W pomoc poszkodowanym włączyła się radomska Caritas.
– Caritas Diecezji Radomskiej uruchamia konto na zbiórkę środków finansowych dla pogorzelców z Dąbrówki. Środki te będą przekazane na pokrycie kosztów budowy domu mieszkalnego oraz wyposażenie. Przekażemy także materiały budowlane. Firmy z materiałami budowlanymi, które chcą pomóc prosimy o kontakt pod numerem tel. 669 444 223. Potrzebują domu, nie zostawiajmy ich samych. – podaje ks. Robert Kowalski, dyrektor Caritas Diecezji Radomskiej.
Wpłat można dokonywać na:
Caritas Diecezji Radomskiej
ul. Kościelna 5; 26-604 Radom
nr konta: 45 1240 3259 1111 0000 2989 1757
z dopiskiem celu szczegółowego:
„Wroniszewscy – Dąbrówka”
Pożar w jednorodzinnym domu, w którym mieszkała 5-osobowa rodzina, wybuchł we wtorek (25.09) tuż przed godziną 17.00. Według wstępnych ustaleń prawdopodobną przyczyną była wada instalacji elektrycznej. Podczas wybuchu pożaru w mieszkaniu przebywały cztery osoby: matka i jej dwoje dzieci: 12-letni chłopiec i 8-letnia dziewczynka oraz schorowana ciocia.
Bohaterską postawą wykazał się 12-latek.
– Chłopiec, widząc nadchodzące zagrożenie oraz odciętą ogniem drogę ewakuacji z budynku, bez chwili zwłoki i zawahania wybił szybę w oknie wychodzącym na podwórko i wyciągnął przez nie swoją o cztery lata młodszą siostrę. W tym samym czasie jego mama pomogła wyjść starszej kobiecie – wyjaśniła asp. Ilona Sidorko z Biura Prasowego Komendy Miejskiej Policji w Piotrkowie Trybunalskim.
Chłopiec z ranami ciętymi rąk i lekkimi poparzeniami został odwieziony do szpitala. Według policji dzięki małemu bohaterowi nie doszło do tragedii. Życiu i zdrowiu rodziny nie zagraża niebezpieczeństwo.
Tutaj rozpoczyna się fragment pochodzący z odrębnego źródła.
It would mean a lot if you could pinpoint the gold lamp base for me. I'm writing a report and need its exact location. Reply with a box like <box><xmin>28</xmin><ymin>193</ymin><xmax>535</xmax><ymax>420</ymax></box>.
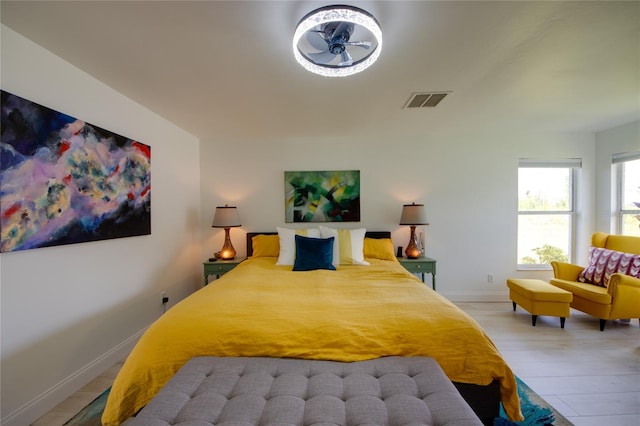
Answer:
<box><xmin>216</xmin><ymin>228</ymin><xmax>236</xmax><ymax>260</ymax></box>
<box><xmin>404</xmin><ymin>225</ymin><xmax>422</xmax><ymax>259</ymax></box>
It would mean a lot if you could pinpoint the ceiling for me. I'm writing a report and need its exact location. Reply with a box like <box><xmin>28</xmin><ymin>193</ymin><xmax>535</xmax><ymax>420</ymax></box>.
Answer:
<box><xmin>0</xmin><ymin>0</ymin><xmax>640</xmax><ymax>143</ymax></box>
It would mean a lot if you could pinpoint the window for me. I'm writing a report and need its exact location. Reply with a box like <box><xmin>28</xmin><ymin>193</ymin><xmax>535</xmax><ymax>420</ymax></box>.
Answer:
<box><xmin>517</xmin><ymin>159</ymin><xmax>581</xmax><ymax>269</ymax></box>
<box><xmin>613</xmin><ymin>152</ymin><xmax>640</xmax><ymax>237</ymax></box>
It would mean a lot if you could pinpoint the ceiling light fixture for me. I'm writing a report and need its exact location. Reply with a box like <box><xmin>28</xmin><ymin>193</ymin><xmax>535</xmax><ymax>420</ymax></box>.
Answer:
<box><xmin>293</xmin><ymin>5</ymin><xmax>382</xmax><ymax>77</ymax></box>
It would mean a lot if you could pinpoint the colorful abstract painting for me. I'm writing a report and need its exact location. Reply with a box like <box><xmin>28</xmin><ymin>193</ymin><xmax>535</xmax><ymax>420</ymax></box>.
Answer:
<box><xmin>0</xmin><ymin>91</ymin><xmax>151</xmax><ymax>252</ymax></box>
<box><xmin>284</xmin><ymin>170</ymin><xmax>360</xmax><ymax>223</ymax></box>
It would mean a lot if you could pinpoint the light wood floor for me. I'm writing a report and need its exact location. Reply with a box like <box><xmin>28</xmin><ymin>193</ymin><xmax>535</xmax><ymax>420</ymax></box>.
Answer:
<box><xmin>33</xmin><ymin>302</ymin><xmax>640</xmax><ymax>426</ymax></box>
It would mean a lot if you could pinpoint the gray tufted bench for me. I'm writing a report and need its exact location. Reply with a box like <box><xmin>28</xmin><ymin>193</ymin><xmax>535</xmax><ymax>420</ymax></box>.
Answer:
<box><xmin>126</xmin><ymin>357</ymin><xmax>482</xmax><ymax>426</ymax></box>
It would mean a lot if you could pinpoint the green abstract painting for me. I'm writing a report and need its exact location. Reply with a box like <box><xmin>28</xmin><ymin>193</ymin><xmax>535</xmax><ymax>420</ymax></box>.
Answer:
<box><xmin>284</xmin><ymin>170</ymin><xmax>360</xmax><ymax>223</ymax></box>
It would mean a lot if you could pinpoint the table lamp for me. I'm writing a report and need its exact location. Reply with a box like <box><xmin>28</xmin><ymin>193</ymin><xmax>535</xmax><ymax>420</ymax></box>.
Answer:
<box><xmin>400</xmin><ymin>203</ymin><xmax>429</xmax><ymax>259</ymax></box>
<box><xmin>211</xmin><ymin>204</ymin><xmax>240</xmax><ymax>260</ymax></box>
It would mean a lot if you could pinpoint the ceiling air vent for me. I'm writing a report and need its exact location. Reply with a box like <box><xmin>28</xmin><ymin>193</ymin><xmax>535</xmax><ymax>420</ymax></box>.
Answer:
<box><xmin>403</xmin><ymin>92</ymin><xmax>449</xmax><ymax>108</ymax></box>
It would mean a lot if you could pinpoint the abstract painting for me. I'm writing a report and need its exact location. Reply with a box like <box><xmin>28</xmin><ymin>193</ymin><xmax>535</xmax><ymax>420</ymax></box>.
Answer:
<box><xmin>284</xmin><ymin>170</ymin><xmax>360</xmax><ymax>223</ymax></box>
<box><xmin>0</xmin><ymin>91</ymin><xmax>151</xmax><ymax>252</ymax></box>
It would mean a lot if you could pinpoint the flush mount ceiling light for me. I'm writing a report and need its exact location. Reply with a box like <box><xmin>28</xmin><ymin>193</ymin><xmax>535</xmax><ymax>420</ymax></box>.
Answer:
<box><xmin>293</xmin><ymin>5</ymin><xmax>382</xmax><ymax>77</ymax></box>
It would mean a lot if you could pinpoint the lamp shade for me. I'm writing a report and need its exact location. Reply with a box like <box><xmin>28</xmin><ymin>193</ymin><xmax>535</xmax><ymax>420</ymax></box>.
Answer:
<box><xmin>400</xmin><ymin>203</ymin><xmax>429</xmax><ymax>225</ymax></box>
<box><xmin>211</xmin><ymin>204</ymin><xmax>241</xmax><ymax>228</ymax></box>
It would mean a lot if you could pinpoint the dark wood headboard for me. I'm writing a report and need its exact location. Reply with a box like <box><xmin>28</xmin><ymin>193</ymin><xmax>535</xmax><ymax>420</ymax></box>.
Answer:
<box><xmin>247</xmin><ymin>231</ymin><xmax>391</xmax><ymax>257</ymax></box>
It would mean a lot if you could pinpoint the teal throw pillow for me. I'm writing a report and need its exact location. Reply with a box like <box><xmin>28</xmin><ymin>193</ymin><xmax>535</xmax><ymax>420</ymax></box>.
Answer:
<box><xmin>293</xmin><ymin>235</ymin><xmax>336</xmax><ymax>271</ymax></box>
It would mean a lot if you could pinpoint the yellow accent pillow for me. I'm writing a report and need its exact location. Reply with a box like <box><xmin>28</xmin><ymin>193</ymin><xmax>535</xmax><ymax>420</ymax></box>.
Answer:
<box><xmin>320</xmin><ymin>226</ymin><xmax>369</xmax><ymax>266</ymax></box>
<box><xmin>364</xmin><ymin>238</ymin><xmax>397</xmax><ymax>260</ymax></box>
<box><xmin>251</xmin><ymin>235</ymin><xmax>280</xmax><ymax>257</ymax></box>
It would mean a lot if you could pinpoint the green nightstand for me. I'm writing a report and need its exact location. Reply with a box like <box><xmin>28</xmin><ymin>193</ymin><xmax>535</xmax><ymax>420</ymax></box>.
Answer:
<box><xmin>202</xmin><ymin>257</ymin><xmax>245</xmax><ymax>285</ymax></box>
<box><xmin>398</xmin><ymin>257</ymin><xmax>436</xmax><ymax>290</ymax></box>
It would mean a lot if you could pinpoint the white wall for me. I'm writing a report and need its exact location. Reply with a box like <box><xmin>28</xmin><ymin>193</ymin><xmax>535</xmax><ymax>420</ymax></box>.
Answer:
<box><xmin>596</xmin><ymin>121</ymin><xmax>640</xmax><ymax>232</ymax></box>
<box><xmin>0</xmin><ymin>26</ymin><xmax>202</xmax><ymax>425</ymax></box>
<box><xmin>200</xmin><ymin>130</ymin><xmax>595</xmax><ymax>301</ymax></box>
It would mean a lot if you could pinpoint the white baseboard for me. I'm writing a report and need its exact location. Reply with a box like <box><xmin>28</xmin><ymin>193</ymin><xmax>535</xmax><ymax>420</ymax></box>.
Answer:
<box><xmin>438</xmin><ymin>291</ymin><xmax>510</xmax><ymax>302</ymax></box>
<box><xmin>0</xmin><ymin>327</ymin><xmax>146</xmax><ymax>426</ymax></box>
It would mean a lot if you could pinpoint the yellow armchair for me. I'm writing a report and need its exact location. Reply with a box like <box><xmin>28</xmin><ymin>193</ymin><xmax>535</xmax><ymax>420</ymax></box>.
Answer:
<box><xmin>549</xmin><ymin>232</ymin><xmax>640</xmax><ymax>331</ymax></box>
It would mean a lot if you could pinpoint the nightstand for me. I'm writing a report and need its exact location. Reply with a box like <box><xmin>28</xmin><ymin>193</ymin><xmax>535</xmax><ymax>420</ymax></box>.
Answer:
<box><xmin>202</xmin><ymin>257</ymin><xmax>245</xmax><ymax>285</ymax></box>
<box><xmin>398</xmin><ymin>257</ymin><xmax>436</xmax><ymax>290</ymax></box>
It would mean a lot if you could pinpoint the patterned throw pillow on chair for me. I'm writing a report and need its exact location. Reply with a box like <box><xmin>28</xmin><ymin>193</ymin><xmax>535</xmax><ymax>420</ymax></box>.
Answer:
<box><xmin>578</xmin><ymin>247</ymin><xmax>640</xmax><ymax>287</ymax></box>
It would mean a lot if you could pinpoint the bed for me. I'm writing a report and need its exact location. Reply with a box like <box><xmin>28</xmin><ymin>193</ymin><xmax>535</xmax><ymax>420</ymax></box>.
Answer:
<box><xmin>102</xmin><ymin>229</ymin><xmax>522</xmax><ymax>425</ymax></box>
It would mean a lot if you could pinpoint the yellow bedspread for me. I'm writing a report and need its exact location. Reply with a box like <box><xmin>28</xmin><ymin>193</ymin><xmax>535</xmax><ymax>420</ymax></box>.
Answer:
<box><xmin>102</xmin><ymin>257</ymin><xmax>522</xmax><ymax>425</ymax></box>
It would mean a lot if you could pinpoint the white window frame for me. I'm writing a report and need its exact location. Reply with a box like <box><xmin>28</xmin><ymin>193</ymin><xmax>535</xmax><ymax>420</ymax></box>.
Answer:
<box><xmin>611</xmin><ymin>151</ymin><xmax>640</xmax><ymax>234</ymax></box>
<box><xmin>516</xmin><ymin>158</ymin><xmax>582</xmax><ymax>271</ymax></box>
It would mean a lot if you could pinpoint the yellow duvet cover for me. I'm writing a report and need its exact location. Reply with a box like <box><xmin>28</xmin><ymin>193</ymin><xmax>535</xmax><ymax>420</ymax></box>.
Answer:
<box><xmin>102</xmin><ymin>257</ymin><xmax>522</xmax><ymax>425</ymax></box>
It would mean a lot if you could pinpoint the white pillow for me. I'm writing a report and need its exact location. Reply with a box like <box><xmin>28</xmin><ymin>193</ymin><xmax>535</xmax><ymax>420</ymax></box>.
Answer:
<box><xmin>276</xmin><ymin>228</ymin><xmax>320</xmax><ymax>265</ymax></box>
<box><xmin>320</xmin><ymin>226</ymin><xmax>369</xmax><ymax>266</ymax></box>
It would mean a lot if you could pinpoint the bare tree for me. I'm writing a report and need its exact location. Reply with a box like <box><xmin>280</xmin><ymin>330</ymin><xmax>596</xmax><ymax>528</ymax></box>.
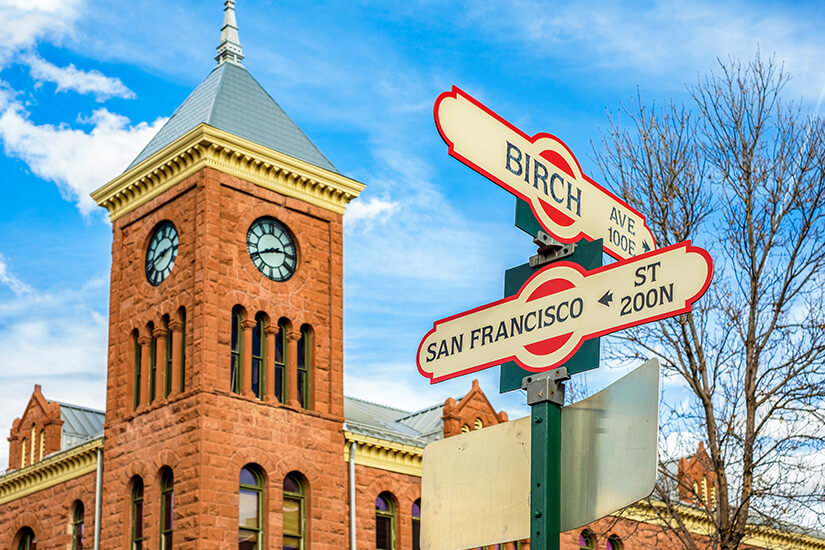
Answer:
<box><xmin>594</xmin><ymin>53</ymin><xmax>825</xmax><ymax>550</ymax></box>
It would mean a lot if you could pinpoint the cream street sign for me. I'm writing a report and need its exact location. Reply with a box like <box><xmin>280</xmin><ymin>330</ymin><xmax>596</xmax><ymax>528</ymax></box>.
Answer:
<box><xmin>435</xmin><ymin>86</ymin><xmax>656</xmax><ymax>260</ymax></box>
<box><xmin>416</xmin><ymin>241</ymin><xmax>713</xmax><ymax>384</ymax></box>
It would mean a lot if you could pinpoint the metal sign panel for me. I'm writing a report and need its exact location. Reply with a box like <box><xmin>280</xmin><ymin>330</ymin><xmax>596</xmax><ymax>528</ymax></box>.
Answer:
<box><xmin>421</xmin><ymin>417</ymin><xmax>531</xmax><ymax>550</ymax></box>
<box><xmin>435</xmin><ymin>86</ymin><xmax>656</xmax><ymax>260</ymax></box>
<box><xmin>561</xmin><ymin>359</ymin><xmax>659</xmax><ymax>531</ymax></box>
<box><xmin>416</xmin><ymin>241</ymin><xmax>713</xmax><ymax>383</ymax></box>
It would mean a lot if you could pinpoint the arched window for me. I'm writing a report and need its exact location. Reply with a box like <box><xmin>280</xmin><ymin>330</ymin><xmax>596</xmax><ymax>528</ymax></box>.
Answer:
<box><xmin>579</xmin><ymin>529</ymin><xmax>596</xmax><ymax>550</ymax></box>
<box><xmin>252</xmin><ymin>313</ymin><xmax>266</xmax><ymax>399</ymax></box>
<box><xmin>178</xmin><ymin>307</ymin><xmax>186</xmax><ymax>393</ymax></box>
<box><xmin>163</xmin><ymin>315</ymin><xmax>172</xmax><ymax>397</ymax></box>
<box><xmin>17</xmin><ymin>527</ymin><xmax>37</xmax><ymax>550</ymax></box>
<box><xmin>298</xmin><ymin>325</ymin><xmax>312</xmax><ymax>409</ymax></box>
<box><xmin>229</xmin><ymin>306</ymin><xmax>243</xmax><ymax>393</ymax></box>
<box><xmin>238</xmin><ymin>466</ymin><xmax>264</xmax><ymax>550</ymax></box>
<box><xmin>283</xmin><ymin>473</ymin><xmax>306</xmax><ymax>550</ymax></box>
<box><xmin>412</xmin><ymin>498</ymin><xmax>421</xmax><ymax>550</ymax></box>
<box><xmin>132</xmin><ymin>476</ymin><xmax>143</xmax><ymax>550</ymax></box>
<box><xmin>607</xmin><ymin>535</ymin><xmax>624</xmax><ymax>550</ymax></box>
<box><xmin>72</xmin><ymin>500</ymin><xmax>85</xmax><ymax>550</ymax></box>
<box><xmin>146</xmin><ymin>322</ymin><xmax>158</xmax><ymax>403</ymax></box>
<box><xmin>160</xmin><ymin>467</ymin><xmax>175</xmax><ymax>550</ymax></box>
<box><xmin>375</xmin><ymin>492</ymin><xmax>396</xmax><ymax>550</ymax></box>
<box><xmin>274</xmin><ymin>319</ymin><xmax>289</xmax><ymax>403</ymax></box>
<box><xmin>132</xmin><ymin>330</ymin><xmax>141</xmax><ymax>410</ymax></box>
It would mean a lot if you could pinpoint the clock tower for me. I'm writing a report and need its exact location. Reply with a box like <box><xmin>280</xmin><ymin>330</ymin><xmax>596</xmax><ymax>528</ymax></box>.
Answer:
<box><xmin>92</xmin><ymin>0</ymin><xmax>363</xmax><ymax>549</ymax></box>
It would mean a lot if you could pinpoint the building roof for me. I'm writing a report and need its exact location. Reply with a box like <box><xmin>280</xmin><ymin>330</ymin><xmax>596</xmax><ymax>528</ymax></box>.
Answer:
<box><xmin>58</xmin><ymin>402</ymin><xmax>105</xmax><ymax>451</ymax></box>
<box><xmin>127</xmin><ymin>62</ymin><xmax>339</xmax><ymax>174</ymax></box>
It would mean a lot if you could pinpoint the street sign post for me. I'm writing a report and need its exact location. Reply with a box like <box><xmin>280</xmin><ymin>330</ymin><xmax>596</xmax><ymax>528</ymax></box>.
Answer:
<box><xmin>435</xmin><ymin>86</ymin><xmax>656</xmax><ymax>260</ymax></box>
<box><xmin>417</xmin><ymin>241</ymin><xmax>713</xmax><ymax>383</ymax></box>
<box><xmin>421</xmin><ymin>359</ymin><xmax>659</xmax><ymax>550</ymax></box>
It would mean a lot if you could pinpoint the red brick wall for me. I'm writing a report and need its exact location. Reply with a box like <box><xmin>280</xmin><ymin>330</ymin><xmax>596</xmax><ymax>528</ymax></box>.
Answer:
<box><xmin>0</xmin><ymin>472</ymin><xmax>95</xmax><ymax>550</ymax></box>
<box><xmin>102</xmin><ymin>169</ymin><xmax>347</xmax><ymax>550</ymax></box>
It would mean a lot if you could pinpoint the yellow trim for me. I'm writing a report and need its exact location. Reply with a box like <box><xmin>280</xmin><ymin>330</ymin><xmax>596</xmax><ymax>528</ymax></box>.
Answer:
<box><xmin>0</xmin><ymin>437</ymin><xmax>103</xmax><ymax>504</ymax></box>
<box><xmin>613</xmin><ymin>500</ymin><xmax>825</xmax><ymax>550</ymax></box>
<box><xmin>92</xmin><ymin>123</ymin><xmax>365</xmax><ymax>221</ymax></box>
<box><xmin>344</xmin><ymin>432</ymin><xmax>424</xmax><ymax>477</ymax></box>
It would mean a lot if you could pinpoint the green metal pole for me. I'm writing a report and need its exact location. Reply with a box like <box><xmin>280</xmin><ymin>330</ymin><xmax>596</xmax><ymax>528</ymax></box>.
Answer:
<box><xmin>530</xmin><ymin>401</ymin><xmax>561</xmax><ymax>550</ymax></box>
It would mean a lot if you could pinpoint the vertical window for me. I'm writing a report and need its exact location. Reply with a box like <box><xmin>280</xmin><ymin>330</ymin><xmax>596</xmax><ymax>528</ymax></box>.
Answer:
<box><xmin>163</xmin><ymin>315</ymin><xmax>172</xmax><ymax>397</ymax></box>
<box><xmin>132</xmin><ymin>330</ymin><xmax>141</xmax><ymax>410</ymax></box>
<box><xmin>412</xmin><ymin>498</ymin><xmax>421</xmax><ymax>550</ymax></box>
<box><xmin>72</xmin><ymin>500</ymin><xmax>85</xmax><ymax>550</ymax></box>
<box><xmin>132</xmin><ymin>477</ymin><xmax>143</xmax><ymax>550</ymax></box>
<box><xmin>229</xmin><ymin>306</ymin><xmax>243</xmax><ymax>393</ymax></box>
<box><xmin>160</xmin><ymin>467</ymin><xmax>175</xmax><ymax>550</ymax></box>
<box><xmin>607</xmin><ymin>535</ymin><xmax>624</xmax><ymax>550</ymax></box>
<box><xmin>178</xmin><ymin>308</ymin><xmax>186</xmax><ymax>393</ymax></box>
<box><xmin>274</xmin><ymin>319</ymin><xmax>289</xmax><ymax>403</ymax></box>
<box><xmin>298</xmin><ymin>325</ymin><xmax>312</xmax><ymax>409</ymax></box>
<box><xmin>17</xmin><ymin>527</ymin><xmax>37</xmax><ymax>550</ymax></box>
<box><xmin>283</xmin><ymin>474</ymin><xmax>306</xmax><ymax>550</ymax></box>
<box><xmin>375</xmin><ymin>493</ymin><xmax>396</xmax><ymax>550</ymax></box>
<box><xmin>252</xmin><ymin>313</ymin><xmax>266</xmax><ymax>399</ymax></box>
<box><xmin>238</xmin><ymin>466</ymin><xmax>264</xmax><ymax>550</ymax></box>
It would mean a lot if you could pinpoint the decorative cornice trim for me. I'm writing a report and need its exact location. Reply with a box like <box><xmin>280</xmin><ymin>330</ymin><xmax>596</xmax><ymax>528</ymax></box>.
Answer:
<box><xmin>0</xmin><ymin>437</ymin><xmax>103</xmax><ymax>504</ymax></box>
<box><xmin>344</xmin><ymin>431</ymin><xmax>424</xmax><ymax>477</ymax></box>
<box><xmin>614</xmin><ymin>500</ymin><xmax>825</xmax><ymax>550</ymax></box>
<box><xmin>92</xmin><ymin>123</ymin><xmax>365</xmax><ymax>221</ymax></box>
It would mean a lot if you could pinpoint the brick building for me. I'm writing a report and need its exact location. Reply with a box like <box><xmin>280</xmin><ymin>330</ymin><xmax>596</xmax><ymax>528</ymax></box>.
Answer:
<box><xmin>0</xmin><ymin>4</ymin><xmax>825</xmax><ymax>550</ymax></box>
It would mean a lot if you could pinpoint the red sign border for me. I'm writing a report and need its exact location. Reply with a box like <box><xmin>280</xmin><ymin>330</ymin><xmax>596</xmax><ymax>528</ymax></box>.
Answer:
<box><xmin>433</xmin><ymin>85</ymin><xmax>656</xmax><ymax>261</ymax></box>
<box><xmin>415</xmin><ymin>240</ymin><xmax>713</xmax><ymax>384</ymax></box>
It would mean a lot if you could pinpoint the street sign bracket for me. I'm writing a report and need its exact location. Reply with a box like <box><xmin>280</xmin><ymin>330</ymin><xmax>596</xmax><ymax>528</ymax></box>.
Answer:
<box><xmin>521</xmin><ymin>367</ymin><xmax>570</xmax><ymax>406</ymax></box>
<box><xmin>529</xmin><ymin>231</ymin><xmax>576</xmax><ymax>268</ymax></box>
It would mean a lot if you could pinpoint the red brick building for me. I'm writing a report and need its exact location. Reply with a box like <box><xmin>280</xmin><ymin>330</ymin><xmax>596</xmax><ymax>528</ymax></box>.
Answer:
<box><xmin>0</xmin><ymin>4</ymin><xmax>825</xmax><ymax>550</ymax></box>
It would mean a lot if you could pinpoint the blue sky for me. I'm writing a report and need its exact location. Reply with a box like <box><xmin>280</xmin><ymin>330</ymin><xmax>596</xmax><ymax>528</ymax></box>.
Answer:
<box><xmin>0</xmin><ymin>0</ymin><xmax>825</xmax><ymax>470</ymax></box>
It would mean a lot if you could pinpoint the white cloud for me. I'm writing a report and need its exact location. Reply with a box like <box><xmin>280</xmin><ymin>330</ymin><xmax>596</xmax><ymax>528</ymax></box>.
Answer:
<box><xmin>22</xmin><ymin>54</ymin><xmax>135</xmax><ymax>101</ymax></box>
<box><xmin>0</xmin><ymin>102</ymin><xmax>165</xmax><ymax>214</ymax></box>
<box><xmin>0</xmin><ymin>254</ymin><xmax>32</xmax><ymax>296</ymax></box>
<box><xmin>0</xmin><ymin>0</ymin><xmax>84</xmax><ymax>66</ymax></box>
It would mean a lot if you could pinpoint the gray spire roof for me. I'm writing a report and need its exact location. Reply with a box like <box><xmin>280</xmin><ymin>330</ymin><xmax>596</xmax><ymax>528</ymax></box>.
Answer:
<box><xmin>127</xmin><ymin>63</ymin><xmax>339</xmax><ymax>174</ymax></box>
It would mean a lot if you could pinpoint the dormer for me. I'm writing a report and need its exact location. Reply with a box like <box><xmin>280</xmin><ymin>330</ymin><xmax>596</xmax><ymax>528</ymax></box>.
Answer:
<box><xmin>441</xmin><ymin>380</ymin><xmax>507</xmax><ymax>437</ymax></box>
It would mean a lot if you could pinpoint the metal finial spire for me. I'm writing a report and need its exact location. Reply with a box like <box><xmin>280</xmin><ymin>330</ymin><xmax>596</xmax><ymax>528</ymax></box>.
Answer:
<box><xmin>215</xmin><ymin>0</ymin><xmax>243</xmax><ymax>65</ymax></box>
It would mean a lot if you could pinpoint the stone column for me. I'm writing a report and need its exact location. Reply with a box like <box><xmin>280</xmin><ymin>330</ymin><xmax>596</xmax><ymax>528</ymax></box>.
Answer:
<box><xmin>286</xmin><ymin>330</ymin><xmax>301</xmax><ymax>408</ymax></box>
<box><xmin>241</xmin><ymin>319</ymin><xmax>257</xmax><ymax>397</ymax></box>
<box><xmin>152</xmin><ymin>327</ymin><xmax>166</xmax><ymax>400</ymax></box>
<box><xmin>138</xmin><ymin>336</ymin><xmax>152</xmax><ymax>409</ymax></box>
<box><xmin>262</xmin><ymin>323</ymin><xmax>278</xmax><ymax>401</ymax></box>
<box><xmin>169</xmin><ymin>321</ymin><xmax>183</xmax><ymax>398</ymax></box>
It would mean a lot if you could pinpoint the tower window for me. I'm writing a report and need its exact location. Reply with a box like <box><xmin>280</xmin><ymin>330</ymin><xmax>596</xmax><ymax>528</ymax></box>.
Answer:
<box><xmin>72</xmin><ymin>500</ymin><xmax>85</xmax><ymax>550</ymax></box>
<box><xmin>160</xmin><ymin>467</ymin><xmax>175</xmax><ymax>550</ymax></box>
<box><xmin>238</xmin><ymin>466</ymin><xmax>264</xmax><ymax>550</ymax></box>
<box><xmin>412</xmin><ymin>498</ymin><xmax>421</xmax><ymax>550</ymax></box>
<box><xmin>132</xmin><ymin>330</ymin><xmax>141</xmax><ymax>410</ymax></box>
<box><xmin>252</xmin><ymin>313</ymin><xmax>266</xmax><ymax>399</ymax></box>
<box><xmin>283</xmin><ymin>473</ymin><xmax>306</xmax><ymax>550</ymax></box>
<box><xmin>132</xmin><ymin>477</ymin><xmax>143</xmax><ymax>550</ymax></box>
<box><xmin>375</xmin><ymin>492</ymin><xmax>396</xmax><ymax>550</ymax></box>
<box><xmin>298</xmin><ymin>325</ymin><xmax>312</xmax><ymax>409</ymax></box>
<box><xmin>274</xmin><ymin>319</ymin><xmax>289</xmax><ymax>403</ymax></box>
<box><xmin>229</xmin><ymin>306</ymin><xmax>243</xmax><ymax>393</ymax></box>
<box><xmin>17</xmin><ymin>527</ymin><xmax>37</xmax><ymax>550</ymax></box>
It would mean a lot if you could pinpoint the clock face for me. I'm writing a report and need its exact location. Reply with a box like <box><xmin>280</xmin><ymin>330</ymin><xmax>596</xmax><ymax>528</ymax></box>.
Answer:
<box><xmin>246</xmin><ymin>216</ymin><xmax>298</xmax><ymax>281</ymax></box>
<box><xmin>146</xmin><ymin>221</ymin><xmax>178</xmax><ymax>286</ymax></box>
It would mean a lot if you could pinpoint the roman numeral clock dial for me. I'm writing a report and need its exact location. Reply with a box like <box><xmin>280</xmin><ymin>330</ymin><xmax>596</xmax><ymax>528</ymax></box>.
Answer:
<box><xmin>146</xmin><ymin>221</ymin><xmax>178</xmax><ymax>286</ymax></box>
<box><xmin>246</xmin><ymin>216</ymin><xmax>298</xmax><ymax>281</ymax></box>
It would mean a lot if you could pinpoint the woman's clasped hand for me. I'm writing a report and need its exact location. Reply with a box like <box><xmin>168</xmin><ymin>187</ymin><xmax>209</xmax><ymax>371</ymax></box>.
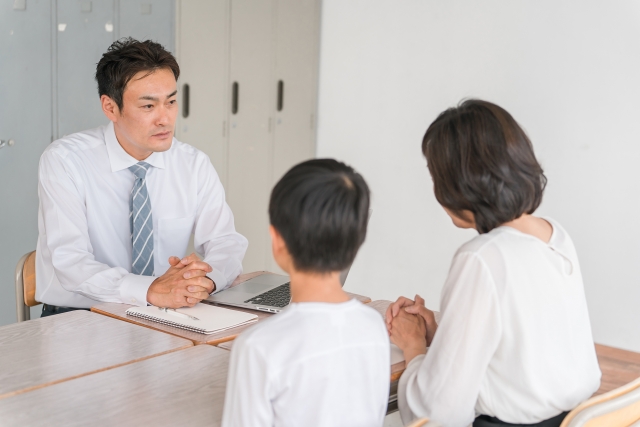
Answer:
<box><xmin>385</xmin><ymin>295</ymin><xmax>438</xmax><ymax>364</ymax></box>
Mimo tego, że z ogniem walczyło 9 zastępów straży pożarnej, ogień doszczętnie strawił cały dom. Zniszczenia są na tyle duże, że nie wiadomo czy dom będzie nadawał się do zamieszkania.
Gminy w Aleksandrowie zapewnił rodzinie lokal zastępczy i wsparcie GOPS, a pomoc zadeklarowało także Stowarzyszenie na rzecz rozwoju gminy Aleksandrów „Jesteśmy Razem”.